Prophecies of UK economic doom have also been allayed as activity data has bounced back, thanks in part to swift action by the Bank of England. It remains to be seen whether we are in a ‘false dawn’ period. 

The UK government is only at the beginning of its journey to extricate itself from the EU and there are numerous hurdles to overcome, which could yet have an impact on economic confidence in the UK and Europe.

The UK referendum unleashed the forces of anti-globalisation, a phenomenon that is growing globally. 

Investors only have to look to the outcome of the US presidential election as a barometer for those emotive feelings around trade protection, immigration controls and nationalism. 

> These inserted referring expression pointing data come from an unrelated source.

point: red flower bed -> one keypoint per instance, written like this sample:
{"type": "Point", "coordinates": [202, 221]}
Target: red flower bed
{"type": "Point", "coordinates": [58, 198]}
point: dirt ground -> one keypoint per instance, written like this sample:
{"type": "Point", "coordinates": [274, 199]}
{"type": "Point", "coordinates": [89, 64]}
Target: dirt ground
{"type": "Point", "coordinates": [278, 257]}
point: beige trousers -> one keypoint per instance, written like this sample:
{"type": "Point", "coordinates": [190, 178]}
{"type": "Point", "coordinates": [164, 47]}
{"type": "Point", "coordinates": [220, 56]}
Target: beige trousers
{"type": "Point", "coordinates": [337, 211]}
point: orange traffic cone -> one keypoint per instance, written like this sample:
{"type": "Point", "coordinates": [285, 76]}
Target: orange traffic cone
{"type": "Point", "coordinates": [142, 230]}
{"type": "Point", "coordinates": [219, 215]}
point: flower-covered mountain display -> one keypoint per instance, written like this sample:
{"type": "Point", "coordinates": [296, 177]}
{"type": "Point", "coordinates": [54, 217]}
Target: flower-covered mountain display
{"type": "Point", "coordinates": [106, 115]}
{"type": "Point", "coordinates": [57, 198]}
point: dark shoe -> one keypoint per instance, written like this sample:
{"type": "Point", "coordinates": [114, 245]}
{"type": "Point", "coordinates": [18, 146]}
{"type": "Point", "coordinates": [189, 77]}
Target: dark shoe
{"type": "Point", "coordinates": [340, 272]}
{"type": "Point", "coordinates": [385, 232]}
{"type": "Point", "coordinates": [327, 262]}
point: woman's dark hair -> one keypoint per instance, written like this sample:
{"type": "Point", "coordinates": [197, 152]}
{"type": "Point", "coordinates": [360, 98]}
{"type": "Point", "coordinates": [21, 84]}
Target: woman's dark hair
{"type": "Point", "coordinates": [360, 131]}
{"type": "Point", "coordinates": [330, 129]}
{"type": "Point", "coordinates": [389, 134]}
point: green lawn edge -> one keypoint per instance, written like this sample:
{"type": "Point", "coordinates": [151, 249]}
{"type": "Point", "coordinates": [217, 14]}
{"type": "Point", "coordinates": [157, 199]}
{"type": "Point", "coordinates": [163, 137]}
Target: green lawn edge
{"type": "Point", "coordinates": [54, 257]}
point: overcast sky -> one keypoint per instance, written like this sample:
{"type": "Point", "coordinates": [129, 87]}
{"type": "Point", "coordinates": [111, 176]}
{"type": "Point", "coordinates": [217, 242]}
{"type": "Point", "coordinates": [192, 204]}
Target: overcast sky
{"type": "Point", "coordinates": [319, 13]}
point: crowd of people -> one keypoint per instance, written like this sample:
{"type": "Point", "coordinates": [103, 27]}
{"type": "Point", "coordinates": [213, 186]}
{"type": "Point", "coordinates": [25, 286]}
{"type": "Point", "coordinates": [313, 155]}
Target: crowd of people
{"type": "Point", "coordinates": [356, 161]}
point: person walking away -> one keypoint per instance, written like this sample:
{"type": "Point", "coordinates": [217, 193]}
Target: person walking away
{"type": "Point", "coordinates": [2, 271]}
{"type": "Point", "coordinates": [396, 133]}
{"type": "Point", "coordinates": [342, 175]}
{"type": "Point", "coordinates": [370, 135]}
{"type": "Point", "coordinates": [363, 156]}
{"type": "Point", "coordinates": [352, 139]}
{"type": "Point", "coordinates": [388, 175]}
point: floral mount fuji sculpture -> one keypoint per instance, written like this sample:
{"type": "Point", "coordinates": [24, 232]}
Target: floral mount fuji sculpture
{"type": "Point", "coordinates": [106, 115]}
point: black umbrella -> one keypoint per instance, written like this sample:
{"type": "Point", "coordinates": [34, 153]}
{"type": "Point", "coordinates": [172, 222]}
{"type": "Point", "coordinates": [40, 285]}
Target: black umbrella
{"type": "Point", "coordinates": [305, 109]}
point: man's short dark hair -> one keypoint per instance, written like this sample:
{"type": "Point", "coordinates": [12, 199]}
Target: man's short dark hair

There are many unanswered questions around president-elect Donald Trump and, if his rhetoric is to be believed, he could have a transformative impact on an accepted and longstanding political order. 

Many investors are comfortable in the belief that, as long as global central bank support remains forthcoming, this 'Goldilocks' state can continue

In Europe too, the political establishment is under pressure from disaffected electorates. Germany’s chancellor Angela Merkel is feeling the heat from the far right and Italy’s prime minister Matteo Renzi may struggle for political survival if the upcoming referendum on constitutional reform does not go his way.

Feelings of political dissatisfaction are, in many ways, a by-product of the economic environment that we find ourselves in. For nearly a decade, central banks have been aggressively cutting interest rates and pumping liquidity into financial markets to spur economic growth rates to levels that we had become accustomed to before the financial crisis in 2008. 

Frustratingly, despite Herculean efforts on the part of policymakers, nominal growth rates remain below pre-crisis levels, and their sustenance continues to rely on central bank support. 

Needless to say, questions are increasingly being asked about the effectiveness of central bank policies and whether they can positively impact the real economy – Japan is held up as a primary example. 

For financial markets, this glut of liquidity has distorted and inflated asset prices – bonds and equities alike. In a low-growth environment, the hunt for yield has driven developed sovereign bond yields to historically low levels, in some markets into negative territory, and boosted equity valuations, often without the earnings growth to support those premiums. 

Many investors are comfortable in the belief that, as long as global central bank support remains forthcoming, this ‘Goldilocks’ state can continue. This state of contentment then leads them to buy higher risk assets. 

It is this mixture of political discontent, a lack of economic growth to support future corporate profitability and an over-reliance on exhausted central banks that keep investors holding sizeable levels of cash in an uncertain world. 

However, in light of the UK referendum and US election results, we do sense a shifting narrative in markets as the political environment is reshaped. 

Central banks are recognising their limits, evidenced through hawkish signals of recent communications. Furthermore, we are now seeing the baton being passed to governments as politicians from all sides support the need for fiscal stimulus to boost growth. 

Markets are sensing the inflationary impact and, while many areas remain at the higher end of their historic averages, there is still value to be found in what remains a challenging economic environment.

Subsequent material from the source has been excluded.